I’m looking forward to spending 5 days or so at the start of July in Gastrotourism super-hub, San Sebastian. Obviously I’ve got a massively hyped cash splurge of a fancy restaurant booked up, and that is undoubtedly a major factor in my excitement. However I think I am most excited about exploring the many tapas and pintxos bars that the town has to offer. Sure, two and three Michelin Star restaurants are as common in San Sebastian as Jamie’s Italians are in London, but for all the thrills, I’d wager there’ll be disappointments and starchy formality too … and I can’t afford more than one swanky meal anyway.
In the meantime, the continued growth of tapas and pintxos bars in London has been simultaneously satisfying urges and building up anticipation for Spain.
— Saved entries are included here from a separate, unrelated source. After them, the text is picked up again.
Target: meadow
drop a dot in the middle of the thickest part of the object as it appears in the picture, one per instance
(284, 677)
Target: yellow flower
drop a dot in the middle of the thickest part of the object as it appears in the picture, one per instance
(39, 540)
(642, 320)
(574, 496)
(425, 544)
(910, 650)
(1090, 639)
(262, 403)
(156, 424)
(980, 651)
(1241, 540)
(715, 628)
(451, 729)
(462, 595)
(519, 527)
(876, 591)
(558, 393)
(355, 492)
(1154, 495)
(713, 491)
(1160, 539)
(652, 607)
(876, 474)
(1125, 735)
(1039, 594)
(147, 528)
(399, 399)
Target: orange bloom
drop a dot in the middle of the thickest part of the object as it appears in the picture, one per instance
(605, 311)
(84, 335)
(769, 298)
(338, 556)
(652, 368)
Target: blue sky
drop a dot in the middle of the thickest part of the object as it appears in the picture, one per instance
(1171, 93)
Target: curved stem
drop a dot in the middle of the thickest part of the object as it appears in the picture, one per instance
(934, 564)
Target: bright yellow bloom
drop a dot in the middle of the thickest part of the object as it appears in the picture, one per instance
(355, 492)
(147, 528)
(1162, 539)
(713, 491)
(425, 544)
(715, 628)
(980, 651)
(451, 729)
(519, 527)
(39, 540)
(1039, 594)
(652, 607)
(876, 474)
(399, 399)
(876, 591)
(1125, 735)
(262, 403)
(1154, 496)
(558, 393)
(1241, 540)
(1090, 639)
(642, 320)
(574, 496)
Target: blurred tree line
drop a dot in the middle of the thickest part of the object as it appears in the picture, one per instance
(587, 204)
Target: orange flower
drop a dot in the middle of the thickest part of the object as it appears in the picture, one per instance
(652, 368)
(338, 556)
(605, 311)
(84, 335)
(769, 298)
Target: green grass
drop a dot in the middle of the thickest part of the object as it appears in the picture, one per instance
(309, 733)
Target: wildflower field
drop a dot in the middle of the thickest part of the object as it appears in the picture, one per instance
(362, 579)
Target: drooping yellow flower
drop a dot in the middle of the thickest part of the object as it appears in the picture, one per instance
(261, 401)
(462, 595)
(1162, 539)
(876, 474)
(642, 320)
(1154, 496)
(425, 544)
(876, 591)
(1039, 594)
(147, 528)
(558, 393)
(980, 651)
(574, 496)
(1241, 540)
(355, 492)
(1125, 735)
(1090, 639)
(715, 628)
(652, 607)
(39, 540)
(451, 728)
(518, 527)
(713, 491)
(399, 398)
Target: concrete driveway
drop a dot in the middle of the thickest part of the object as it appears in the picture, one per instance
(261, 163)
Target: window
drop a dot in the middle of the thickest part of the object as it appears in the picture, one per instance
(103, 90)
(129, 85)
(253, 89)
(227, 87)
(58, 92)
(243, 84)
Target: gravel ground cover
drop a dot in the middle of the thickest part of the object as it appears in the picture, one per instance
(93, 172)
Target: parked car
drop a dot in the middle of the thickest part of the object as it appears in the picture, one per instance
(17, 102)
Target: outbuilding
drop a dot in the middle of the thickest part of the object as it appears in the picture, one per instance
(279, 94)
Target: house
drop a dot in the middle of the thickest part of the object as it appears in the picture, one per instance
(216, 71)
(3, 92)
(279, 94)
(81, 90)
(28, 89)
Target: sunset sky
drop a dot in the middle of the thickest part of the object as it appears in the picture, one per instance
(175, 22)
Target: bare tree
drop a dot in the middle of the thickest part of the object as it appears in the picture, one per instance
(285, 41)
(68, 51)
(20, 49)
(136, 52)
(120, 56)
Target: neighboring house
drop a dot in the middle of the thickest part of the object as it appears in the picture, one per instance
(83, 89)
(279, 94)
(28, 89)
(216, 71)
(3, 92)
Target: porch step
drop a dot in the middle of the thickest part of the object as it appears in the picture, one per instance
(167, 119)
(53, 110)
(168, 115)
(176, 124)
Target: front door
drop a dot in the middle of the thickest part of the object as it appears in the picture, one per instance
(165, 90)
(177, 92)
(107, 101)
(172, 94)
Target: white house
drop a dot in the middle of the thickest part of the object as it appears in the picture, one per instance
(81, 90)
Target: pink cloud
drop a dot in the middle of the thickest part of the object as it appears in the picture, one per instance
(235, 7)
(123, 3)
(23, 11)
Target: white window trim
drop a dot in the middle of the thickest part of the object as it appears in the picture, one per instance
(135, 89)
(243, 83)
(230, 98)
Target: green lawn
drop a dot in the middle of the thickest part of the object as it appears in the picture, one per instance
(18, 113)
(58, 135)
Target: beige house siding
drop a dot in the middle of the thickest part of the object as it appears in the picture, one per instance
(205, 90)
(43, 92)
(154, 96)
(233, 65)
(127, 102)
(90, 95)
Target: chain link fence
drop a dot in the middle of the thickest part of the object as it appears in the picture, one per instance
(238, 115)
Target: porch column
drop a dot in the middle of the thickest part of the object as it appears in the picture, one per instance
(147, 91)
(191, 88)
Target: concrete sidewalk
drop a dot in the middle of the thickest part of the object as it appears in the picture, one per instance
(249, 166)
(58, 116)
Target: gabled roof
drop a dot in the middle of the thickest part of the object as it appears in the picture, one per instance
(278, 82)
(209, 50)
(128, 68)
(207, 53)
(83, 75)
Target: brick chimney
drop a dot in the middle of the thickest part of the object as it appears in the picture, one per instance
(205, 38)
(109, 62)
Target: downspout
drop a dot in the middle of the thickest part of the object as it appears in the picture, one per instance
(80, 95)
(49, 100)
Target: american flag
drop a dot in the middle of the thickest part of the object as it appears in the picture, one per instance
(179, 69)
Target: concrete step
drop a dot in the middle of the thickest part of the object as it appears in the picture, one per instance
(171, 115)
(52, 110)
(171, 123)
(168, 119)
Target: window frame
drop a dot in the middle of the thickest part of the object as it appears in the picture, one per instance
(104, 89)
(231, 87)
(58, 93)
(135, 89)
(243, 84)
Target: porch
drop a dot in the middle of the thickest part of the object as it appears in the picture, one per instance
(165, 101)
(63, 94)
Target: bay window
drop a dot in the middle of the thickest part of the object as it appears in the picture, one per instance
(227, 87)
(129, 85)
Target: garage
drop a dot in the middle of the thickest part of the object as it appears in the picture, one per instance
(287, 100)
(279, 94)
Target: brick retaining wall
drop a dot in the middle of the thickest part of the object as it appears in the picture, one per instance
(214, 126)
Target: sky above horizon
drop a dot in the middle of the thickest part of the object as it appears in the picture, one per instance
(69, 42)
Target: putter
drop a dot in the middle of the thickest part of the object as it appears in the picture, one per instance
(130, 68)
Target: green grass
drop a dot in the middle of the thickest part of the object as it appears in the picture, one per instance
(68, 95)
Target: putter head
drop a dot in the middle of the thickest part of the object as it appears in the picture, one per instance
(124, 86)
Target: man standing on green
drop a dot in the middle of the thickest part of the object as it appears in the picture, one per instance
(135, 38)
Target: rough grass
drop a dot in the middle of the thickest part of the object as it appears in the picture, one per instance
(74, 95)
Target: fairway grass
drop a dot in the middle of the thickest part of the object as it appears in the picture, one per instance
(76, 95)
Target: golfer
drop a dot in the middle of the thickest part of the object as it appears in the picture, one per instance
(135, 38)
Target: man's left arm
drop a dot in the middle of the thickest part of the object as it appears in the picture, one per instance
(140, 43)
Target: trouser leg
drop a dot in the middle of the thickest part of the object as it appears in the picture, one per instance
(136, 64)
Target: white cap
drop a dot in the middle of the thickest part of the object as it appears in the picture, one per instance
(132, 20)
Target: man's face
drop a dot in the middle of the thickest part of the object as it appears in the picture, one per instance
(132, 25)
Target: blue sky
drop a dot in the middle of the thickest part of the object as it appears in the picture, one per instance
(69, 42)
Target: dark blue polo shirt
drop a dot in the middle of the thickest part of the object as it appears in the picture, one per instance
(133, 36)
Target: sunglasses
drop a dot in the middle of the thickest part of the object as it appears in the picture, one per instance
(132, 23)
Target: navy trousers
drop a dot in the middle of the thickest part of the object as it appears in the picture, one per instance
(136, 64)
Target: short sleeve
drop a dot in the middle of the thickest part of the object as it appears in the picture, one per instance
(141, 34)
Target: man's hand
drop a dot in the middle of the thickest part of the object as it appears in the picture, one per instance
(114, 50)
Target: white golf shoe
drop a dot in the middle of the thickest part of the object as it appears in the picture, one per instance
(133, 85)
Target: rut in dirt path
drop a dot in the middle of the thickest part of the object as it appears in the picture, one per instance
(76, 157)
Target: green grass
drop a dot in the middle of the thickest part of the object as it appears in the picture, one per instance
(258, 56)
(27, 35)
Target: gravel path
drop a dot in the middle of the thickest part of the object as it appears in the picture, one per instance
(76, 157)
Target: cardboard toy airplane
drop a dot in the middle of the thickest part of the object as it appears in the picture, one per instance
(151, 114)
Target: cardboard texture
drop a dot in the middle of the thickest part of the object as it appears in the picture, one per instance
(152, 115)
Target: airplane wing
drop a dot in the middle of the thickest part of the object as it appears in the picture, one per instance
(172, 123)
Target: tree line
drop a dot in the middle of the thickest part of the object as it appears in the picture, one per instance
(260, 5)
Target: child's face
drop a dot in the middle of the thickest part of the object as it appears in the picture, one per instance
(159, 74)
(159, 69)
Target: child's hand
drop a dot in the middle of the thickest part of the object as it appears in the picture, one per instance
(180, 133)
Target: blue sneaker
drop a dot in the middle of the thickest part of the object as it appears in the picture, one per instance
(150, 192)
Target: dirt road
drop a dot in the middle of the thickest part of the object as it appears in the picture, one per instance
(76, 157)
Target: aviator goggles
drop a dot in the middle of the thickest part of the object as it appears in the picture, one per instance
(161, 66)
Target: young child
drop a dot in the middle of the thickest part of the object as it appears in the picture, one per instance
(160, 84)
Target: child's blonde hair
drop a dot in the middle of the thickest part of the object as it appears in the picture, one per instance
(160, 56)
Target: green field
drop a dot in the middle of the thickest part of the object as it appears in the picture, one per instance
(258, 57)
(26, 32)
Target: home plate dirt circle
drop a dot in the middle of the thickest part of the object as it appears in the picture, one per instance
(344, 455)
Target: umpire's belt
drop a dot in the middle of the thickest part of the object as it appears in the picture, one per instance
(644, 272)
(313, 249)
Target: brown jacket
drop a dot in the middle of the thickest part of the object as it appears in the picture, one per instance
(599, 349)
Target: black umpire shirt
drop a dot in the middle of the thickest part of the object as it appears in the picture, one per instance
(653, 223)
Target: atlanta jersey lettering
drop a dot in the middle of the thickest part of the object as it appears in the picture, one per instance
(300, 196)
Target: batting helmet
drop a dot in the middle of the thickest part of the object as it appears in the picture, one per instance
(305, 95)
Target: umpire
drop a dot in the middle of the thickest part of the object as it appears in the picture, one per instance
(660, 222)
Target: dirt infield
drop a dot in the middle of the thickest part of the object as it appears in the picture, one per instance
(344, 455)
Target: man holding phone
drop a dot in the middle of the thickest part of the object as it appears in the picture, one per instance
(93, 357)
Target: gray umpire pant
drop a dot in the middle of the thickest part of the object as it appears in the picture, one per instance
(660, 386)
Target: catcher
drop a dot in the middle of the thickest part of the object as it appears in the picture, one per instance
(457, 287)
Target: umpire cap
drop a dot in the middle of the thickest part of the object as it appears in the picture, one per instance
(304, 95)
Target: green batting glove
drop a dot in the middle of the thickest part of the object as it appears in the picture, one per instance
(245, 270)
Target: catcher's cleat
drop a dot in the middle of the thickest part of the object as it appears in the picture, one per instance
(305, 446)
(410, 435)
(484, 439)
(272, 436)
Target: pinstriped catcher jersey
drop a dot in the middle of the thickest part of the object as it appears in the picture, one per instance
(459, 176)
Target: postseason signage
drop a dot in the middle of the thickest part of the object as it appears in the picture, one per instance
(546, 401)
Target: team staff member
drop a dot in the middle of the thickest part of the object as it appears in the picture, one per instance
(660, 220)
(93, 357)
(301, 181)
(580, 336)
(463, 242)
I think that other than Barrafina and Morito, some of the best tapas in central London is to be found in the sherry bars featured in this post here. But new Marylebone restaurant Donastia is apparently a decent bet; Brindisa continues to expand (as will Barrafina); the Salt Yard restaurants do the job well; and the ‘Pix’ bars in Soho and Covent Garden are also an option (though I didn’t think much after an hour or so of grazing in the Covent Garden one).
In addition to all of those is Copita in Soho, which is arguably the most interesting of the lot.
Interesting because the food goes far beyond standard tapas fare. There are almonds, olives, anchovies, jamon and cheese, obviously. But there’s more adventure than we are used to too: croquettes are green taste bombs of sweet peas and truffle oil with a soft goat’s cheese centre, rather than bland, unimpressive deep fried cheesy mash or béchamel (I’m so bored of ‘plain vanilla’ yet pricey croquets/croquettas/croquettes).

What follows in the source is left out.